Bien sûr, on peut accorder un sens plus circonscrit au mot « politique » employé par le directeur général de LafargeHolcim, un sens où dominerait une certaine conception de la neutralité. Mais cette conception reste à défendre, et sa défense, si elle intervenait, aurait de fortes chances de faire entrer dans le champ politique la question de la position de l’entreprise sur la future construction du mur entre le Mexique et les Etats-Unis.
Alain Anquetil
(1) « Who will build Trump’s long-promised border wall? », 5 mars 2017.

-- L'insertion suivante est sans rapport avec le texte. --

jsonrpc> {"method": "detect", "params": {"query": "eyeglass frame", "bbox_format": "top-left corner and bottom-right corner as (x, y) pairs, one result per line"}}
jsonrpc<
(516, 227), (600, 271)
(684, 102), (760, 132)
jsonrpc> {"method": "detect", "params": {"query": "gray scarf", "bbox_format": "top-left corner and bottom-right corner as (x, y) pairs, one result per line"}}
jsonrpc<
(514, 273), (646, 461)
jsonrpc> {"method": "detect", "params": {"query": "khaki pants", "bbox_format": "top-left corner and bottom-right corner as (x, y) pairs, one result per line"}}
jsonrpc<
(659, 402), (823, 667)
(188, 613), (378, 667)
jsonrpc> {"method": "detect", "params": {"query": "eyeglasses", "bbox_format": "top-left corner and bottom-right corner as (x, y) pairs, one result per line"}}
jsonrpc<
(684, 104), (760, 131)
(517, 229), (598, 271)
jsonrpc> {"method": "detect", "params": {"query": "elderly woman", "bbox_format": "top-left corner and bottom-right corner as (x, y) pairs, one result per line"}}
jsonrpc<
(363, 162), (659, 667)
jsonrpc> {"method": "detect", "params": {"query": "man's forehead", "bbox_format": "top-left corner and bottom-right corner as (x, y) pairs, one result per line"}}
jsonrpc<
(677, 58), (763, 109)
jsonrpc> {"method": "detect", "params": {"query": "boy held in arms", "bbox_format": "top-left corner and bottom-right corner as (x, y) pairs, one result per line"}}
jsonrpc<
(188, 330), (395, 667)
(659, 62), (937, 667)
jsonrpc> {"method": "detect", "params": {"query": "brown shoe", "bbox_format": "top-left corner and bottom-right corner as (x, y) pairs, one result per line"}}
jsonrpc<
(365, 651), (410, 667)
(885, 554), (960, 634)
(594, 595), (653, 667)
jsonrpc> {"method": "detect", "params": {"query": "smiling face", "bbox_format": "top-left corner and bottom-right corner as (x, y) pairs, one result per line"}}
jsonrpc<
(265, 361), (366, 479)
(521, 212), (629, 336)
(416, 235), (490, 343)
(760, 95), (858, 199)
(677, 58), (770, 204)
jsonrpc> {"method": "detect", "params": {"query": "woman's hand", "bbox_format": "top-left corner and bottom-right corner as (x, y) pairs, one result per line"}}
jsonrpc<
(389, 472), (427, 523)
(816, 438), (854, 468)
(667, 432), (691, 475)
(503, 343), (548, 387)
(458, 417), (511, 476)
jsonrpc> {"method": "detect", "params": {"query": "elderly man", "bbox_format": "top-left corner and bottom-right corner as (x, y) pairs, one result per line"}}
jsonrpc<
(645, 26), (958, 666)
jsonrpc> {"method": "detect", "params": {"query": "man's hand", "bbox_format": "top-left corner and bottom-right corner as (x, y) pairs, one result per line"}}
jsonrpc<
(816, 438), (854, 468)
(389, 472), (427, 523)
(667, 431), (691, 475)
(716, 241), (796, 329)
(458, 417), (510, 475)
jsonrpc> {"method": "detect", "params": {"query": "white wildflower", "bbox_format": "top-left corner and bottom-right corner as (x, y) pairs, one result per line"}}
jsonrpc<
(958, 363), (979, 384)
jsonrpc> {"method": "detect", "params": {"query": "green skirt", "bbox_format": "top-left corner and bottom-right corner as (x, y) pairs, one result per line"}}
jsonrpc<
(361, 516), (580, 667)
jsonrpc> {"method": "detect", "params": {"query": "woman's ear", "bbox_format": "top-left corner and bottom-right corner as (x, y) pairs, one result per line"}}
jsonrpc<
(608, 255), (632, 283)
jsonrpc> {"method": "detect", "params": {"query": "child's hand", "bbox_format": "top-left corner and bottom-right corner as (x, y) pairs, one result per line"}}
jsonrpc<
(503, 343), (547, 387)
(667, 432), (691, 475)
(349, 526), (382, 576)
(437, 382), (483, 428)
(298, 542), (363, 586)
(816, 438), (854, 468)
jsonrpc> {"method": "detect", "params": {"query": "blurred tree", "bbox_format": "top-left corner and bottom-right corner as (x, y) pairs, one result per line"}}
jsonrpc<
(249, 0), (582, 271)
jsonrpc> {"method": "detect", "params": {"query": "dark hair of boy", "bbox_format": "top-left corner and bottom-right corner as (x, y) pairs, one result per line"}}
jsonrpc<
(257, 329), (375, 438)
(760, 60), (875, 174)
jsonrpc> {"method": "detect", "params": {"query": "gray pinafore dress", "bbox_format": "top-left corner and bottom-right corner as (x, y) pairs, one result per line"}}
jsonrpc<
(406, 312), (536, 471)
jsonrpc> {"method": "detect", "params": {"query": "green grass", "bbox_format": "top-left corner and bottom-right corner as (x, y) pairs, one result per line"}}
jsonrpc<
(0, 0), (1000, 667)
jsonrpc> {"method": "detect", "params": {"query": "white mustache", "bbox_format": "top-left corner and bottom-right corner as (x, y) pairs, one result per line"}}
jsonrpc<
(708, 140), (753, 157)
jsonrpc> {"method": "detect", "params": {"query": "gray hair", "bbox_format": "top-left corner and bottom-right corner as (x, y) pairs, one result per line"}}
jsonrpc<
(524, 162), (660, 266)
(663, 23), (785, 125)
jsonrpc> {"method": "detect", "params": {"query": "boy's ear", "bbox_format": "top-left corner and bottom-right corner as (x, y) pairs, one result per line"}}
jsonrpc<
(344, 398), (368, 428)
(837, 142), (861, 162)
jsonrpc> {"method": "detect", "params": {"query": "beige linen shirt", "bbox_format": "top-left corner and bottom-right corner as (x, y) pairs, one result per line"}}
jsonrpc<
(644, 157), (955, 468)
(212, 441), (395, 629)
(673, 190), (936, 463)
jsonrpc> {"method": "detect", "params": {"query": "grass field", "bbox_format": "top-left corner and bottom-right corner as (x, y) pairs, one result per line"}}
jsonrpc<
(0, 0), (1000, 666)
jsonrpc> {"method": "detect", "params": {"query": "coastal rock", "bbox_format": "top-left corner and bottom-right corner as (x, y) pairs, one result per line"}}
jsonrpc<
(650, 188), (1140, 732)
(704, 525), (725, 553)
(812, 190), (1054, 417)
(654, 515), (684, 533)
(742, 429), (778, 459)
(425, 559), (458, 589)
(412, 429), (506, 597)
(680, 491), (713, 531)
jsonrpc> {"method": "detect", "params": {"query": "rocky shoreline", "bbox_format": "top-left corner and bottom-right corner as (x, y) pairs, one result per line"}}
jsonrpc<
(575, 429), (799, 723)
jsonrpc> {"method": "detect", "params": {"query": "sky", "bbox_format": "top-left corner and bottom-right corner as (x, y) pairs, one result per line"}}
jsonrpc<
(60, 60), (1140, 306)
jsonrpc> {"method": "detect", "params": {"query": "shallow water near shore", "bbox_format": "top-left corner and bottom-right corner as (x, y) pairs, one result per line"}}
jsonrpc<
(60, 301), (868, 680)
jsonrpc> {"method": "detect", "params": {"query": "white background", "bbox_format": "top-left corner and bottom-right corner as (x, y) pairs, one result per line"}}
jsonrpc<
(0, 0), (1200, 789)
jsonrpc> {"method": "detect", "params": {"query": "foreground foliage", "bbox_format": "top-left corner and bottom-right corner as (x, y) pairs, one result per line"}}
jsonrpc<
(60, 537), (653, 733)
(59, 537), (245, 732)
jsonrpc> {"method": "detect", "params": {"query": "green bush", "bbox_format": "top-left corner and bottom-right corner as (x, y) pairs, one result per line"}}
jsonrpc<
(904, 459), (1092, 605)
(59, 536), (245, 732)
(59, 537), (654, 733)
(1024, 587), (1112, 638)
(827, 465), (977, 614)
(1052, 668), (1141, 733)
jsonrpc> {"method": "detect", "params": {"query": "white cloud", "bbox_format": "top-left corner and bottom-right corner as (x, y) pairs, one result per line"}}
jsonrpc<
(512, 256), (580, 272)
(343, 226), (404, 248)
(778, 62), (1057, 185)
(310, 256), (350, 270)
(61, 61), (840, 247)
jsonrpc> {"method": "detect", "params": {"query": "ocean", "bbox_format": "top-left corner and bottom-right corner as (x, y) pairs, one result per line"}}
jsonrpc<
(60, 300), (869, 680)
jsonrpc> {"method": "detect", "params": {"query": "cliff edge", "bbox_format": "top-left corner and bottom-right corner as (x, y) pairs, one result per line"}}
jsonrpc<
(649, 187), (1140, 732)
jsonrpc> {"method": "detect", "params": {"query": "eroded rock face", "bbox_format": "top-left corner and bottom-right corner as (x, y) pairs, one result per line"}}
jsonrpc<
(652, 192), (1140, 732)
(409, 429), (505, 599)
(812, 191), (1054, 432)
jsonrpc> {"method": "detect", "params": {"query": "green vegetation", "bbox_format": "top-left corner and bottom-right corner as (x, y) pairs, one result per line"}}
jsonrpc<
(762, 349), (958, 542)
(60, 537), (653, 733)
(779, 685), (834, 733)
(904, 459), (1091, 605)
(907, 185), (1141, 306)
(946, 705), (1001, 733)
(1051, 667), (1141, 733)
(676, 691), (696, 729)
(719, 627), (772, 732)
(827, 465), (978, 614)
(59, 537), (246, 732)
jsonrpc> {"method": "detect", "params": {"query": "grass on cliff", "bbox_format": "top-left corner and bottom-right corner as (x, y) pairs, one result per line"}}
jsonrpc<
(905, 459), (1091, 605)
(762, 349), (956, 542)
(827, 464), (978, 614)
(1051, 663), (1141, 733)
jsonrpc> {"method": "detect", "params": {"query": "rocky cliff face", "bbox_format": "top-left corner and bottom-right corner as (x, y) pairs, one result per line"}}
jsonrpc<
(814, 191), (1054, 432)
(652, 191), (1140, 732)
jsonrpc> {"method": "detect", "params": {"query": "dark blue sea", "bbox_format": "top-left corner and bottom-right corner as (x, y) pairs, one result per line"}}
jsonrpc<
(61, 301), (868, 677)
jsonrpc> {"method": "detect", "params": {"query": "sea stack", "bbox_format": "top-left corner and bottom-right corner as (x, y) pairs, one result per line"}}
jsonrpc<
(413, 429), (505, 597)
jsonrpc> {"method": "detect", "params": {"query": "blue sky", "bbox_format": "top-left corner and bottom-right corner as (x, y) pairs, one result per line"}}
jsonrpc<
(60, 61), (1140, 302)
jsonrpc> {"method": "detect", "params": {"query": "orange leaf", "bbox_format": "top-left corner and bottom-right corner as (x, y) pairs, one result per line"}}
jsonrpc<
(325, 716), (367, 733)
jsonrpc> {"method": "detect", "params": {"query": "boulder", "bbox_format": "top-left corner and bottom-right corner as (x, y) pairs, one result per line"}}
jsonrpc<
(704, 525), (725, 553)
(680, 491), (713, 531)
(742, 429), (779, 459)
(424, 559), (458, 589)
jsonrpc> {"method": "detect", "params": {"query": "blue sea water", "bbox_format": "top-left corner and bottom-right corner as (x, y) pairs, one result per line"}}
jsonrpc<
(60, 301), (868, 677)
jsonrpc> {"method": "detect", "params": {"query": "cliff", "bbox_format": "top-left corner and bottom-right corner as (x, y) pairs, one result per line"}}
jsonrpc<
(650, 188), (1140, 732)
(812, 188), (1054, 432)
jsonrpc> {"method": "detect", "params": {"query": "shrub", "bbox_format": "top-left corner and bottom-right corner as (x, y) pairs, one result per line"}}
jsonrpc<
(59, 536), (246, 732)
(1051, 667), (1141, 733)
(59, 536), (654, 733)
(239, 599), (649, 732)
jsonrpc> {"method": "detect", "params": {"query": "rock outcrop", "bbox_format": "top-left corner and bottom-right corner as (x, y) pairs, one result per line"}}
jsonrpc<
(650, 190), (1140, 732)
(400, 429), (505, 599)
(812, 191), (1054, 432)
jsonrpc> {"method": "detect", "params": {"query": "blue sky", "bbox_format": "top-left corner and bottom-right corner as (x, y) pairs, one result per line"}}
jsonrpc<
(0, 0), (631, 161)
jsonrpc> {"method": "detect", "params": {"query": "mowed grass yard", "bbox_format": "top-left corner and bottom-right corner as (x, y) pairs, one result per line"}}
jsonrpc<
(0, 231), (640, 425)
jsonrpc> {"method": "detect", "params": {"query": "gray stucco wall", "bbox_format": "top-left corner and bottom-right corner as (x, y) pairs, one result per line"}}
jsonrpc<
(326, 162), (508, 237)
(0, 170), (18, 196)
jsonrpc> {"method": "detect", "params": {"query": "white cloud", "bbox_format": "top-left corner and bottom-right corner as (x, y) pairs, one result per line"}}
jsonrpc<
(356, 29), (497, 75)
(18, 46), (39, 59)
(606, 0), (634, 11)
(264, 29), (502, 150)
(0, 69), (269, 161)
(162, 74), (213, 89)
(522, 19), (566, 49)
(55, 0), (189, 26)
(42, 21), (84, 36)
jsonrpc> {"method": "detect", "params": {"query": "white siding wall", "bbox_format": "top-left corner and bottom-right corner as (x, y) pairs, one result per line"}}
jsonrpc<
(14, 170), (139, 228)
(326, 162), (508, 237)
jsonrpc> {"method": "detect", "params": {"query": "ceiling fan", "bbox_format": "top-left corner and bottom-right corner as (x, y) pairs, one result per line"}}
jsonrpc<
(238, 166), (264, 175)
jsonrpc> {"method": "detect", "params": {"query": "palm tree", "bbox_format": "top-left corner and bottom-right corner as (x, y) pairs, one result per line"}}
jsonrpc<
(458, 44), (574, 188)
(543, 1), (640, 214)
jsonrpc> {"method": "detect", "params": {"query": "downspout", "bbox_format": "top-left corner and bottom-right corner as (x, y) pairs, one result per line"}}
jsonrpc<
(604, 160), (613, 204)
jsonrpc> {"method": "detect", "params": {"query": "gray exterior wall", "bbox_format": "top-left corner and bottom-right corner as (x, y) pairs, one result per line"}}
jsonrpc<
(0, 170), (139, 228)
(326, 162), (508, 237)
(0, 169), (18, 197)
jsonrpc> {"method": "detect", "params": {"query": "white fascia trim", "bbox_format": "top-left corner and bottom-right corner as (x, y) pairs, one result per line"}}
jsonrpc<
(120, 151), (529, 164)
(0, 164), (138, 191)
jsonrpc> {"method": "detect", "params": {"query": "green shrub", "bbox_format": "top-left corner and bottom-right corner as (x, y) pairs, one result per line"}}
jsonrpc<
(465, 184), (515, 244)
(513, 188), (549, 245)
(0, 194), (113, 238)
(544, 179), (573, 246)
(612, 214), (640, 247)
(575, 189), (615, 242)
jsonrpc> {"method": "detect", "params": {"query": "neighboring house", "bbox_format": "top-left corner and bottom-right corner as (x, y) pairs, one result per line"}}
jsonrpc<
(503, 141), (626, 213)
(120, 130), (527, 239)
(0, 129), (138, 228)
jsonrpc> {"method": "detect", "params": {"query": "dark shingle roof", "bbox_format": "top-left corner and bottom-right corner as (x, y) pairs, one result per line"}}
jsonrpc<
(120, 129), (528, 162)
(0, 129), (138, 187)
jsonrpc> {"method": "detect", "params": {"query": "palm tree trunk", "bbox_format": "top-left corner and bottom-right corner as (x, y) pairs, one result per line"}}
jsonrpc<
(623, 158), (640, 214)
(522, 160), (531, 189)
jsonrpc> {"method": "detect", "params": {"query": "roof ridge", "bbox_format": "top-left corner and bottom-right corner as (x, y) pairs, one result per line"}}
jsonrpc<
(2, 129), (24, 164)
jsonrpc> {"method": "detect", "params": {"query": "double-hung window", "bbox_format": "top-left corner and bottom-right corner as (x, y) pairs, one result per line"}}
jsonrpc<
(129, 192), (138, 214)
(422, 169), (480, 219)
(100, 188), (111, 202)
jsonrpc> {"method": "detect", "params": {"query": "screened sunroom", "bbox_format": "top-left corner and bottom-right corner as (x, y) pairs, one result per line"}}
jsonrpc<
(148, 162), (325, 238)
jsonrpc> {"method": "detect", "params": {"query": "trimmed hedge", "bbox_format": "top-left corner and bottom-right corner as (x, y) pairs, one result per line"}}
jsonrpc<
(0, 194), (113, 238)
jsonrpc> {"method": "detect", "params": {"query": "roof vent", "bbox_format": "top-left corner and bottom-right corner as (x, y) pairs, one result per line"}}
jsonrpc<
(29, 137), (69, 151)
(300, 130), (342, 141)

(2) Voir « Lafarge prêt à vendre le ciment pour le mur de Trump », La Voix du Nord, 9 mars 2017.
(3) Pour le premier, voir « Jean-Marc Ayrault appelle LafargeHolcim à “réfléchir” à sa participation au mur de Donald Trump », franceinfo, 9 mars 2017 ; pour la réaction du Président de la République, voir « Mur de Trump : Hollande met en garde Lafarge. Le président a appelé le groupe franco-suisse à “se montrer prudent avant de se porter candidat” à la construction du mur controversé voulu par Donald Trump à la frontière entre les États-Unis et le Mexique », Europe 1, 9 mars 2017.
(4) Les textes des sites de LafargeHolcim et de Lafarge avant sa fusion avec Holcim sont très voisins. La page de Lafarge avant fusion s’intitulait « Nos parties prenantes ».
(5) Selon l’ancien site de Lafarge. Le texte figurant sur le site de LafargeHolcim est équivalent : « Public authorities: Operating in an increasingly complex business environment, with ever stronger regulatory constraints impacting its activities, LafargeHolcim engages in permanent dialogue with public bodies at local, national and regional levels, to contribute and advocate in a transparent manner to the elaboration of public policy. LafargeHolcim aims at being the reference partner in its sector for public authorities. »
(7) Voir « Jean-Marc Ayrault appelle LafargeHolcim à “réfléchir” à sa participation au mur de Donald Trump ». J’ai apporté une légère correction de forme aux propos tenus par le ministre des affaires étrangères sur franceinfo.
(8) H. Arendt, The human condition, The University of Chicago Press, 1958, tr. G. Fradier, La condition de l’homme moderne, Calmann-Lévy, 1961, 1983.